Monday, May 5, 2008

Pi - Darren Aranovsky

Not a movie for the faint of heart. Violent, spooky, disturbing, and incredible.



Here the interesting thing is the coordination of number patterns.



Plato suggests that The Good is known by analogy; we approach it by studying one form after another, from particulars to generals, or from physical to patterns to consistent repeaters to Forms. I think the neo-Platonic accretion of some metaphysical realm where the perfect form of "chair" floats about for eternity is a canard. Rather, the Forms are those principle patterns from which all other form or structure emanates - descending into matter and taking on the incarnate form of crystalline structure in the material world. Not a Gnostic hatred of the physical, but rather that the physical is connected to something far far greater. That greater thing, greater even than Being qua being is The Good. To learn of it we study the Forms in their various manifestations and acquire a vision of the beauty of life's structure.

But Plato fails.

The vision he provides is magnificent and can indeed create a great hope in us of the complexity, beauty and immensity of which we are but a small part. Yet his philosophy offers no consolation for our own misery. It is little consolation to suggest that we are part of a greater beautiful pattern, or that death allows us to see what is behind these pasteboard masks, or that we can face terror (the Minotaur) gracefully. We still are in our misery. Moreover, we don't really live by philosophy, even philosophy as great as this. We live and are inspired by the knowledge that another greater than we suffered and died and endured all those things the worst of which we too endure and yet never gave in to the animalian desire to despair. Thus The Christ surpasses Socrates b/c the image of His death provides us with encouragement that another (whether in historic reality or mythological reality) was able to overcome human pain through love; to hang on to humanity and endure the worst dregs of suffering.

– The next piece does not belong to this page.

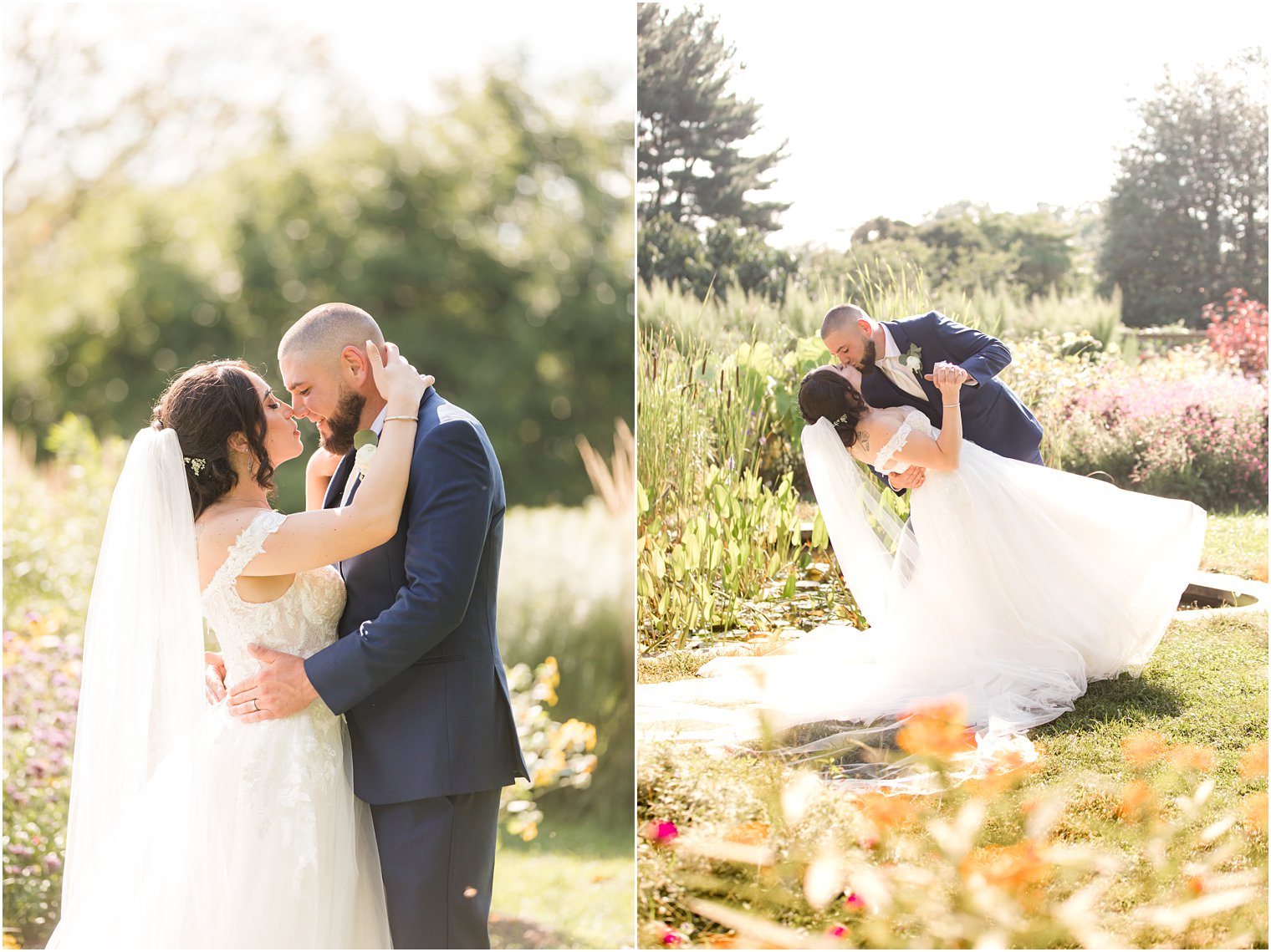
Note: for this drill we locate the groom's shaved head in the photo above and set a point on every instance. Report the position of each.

I've been called a neo-Platonist pagan. No. Plato is phenomenal and in many ways his philosophy surpasses the modernist philosophy of the doctrinalist Christian. But the early Church and indeed those things most powerful in the Church are themselves based on the Platonic imagery, improve it, and perfect it. Where Socrates died in a mythical peace of hemlock-induced calm, I, like the Christ, might be less fortunate. And when the time comes to call for mercy and help it will be to the Anointed one and not to the philosopher that I make moan.